Effective, safe and appropriate care was received by people using the service, to meet their needs.

We found the medication storage systems in place did not ensure that people received medication which was safe to be dispensed.

Evidence we gathered indicated that staffing levels were adequate and that staff were supported through appropriate training. This included both core and additional. One staff member said ‘the training provided gave them the confidence to do their job’.

Systems and processes were in place to monitor the quality of service and to ensure people benefit from the service provided.

Inspection carried out on 19 December 2011

During an inspection to make sure that the improvements required had been made

We undertook this review to check that people were being cared for safely.
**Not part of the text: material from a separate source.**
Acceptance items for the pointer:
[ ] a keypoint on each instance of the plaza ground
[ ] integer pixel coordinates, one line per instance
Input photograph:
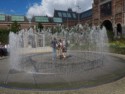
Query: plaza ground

The home was divided into two flats. People living upstairs were quite independent and those we spoke with told us that they liked living there. They told us they did lots of activities around the home including deciding on their meals, cooking and helping with cleaning and tidying their bedrooms.

People living downstairs were more dependent and had needs relating to dementia. These people had specialist communication needs and staff were aware of how they expressed their likes and dislikes. We observed that their health and personal care needs were identified and met. There was evidence of specialist health care support being provided.

People living at thehome were supported to have their personal care needs. The had daily showers and had their hair and nail care addressed. Where people had specialist dietary needs the staff were aware of this and provided people with the support they needed.

Staff were trained to meet people's needs and had specific training in meeting the needs of people with dementia.

The service had both internal and external systems in place to review and monitor the quality of the service.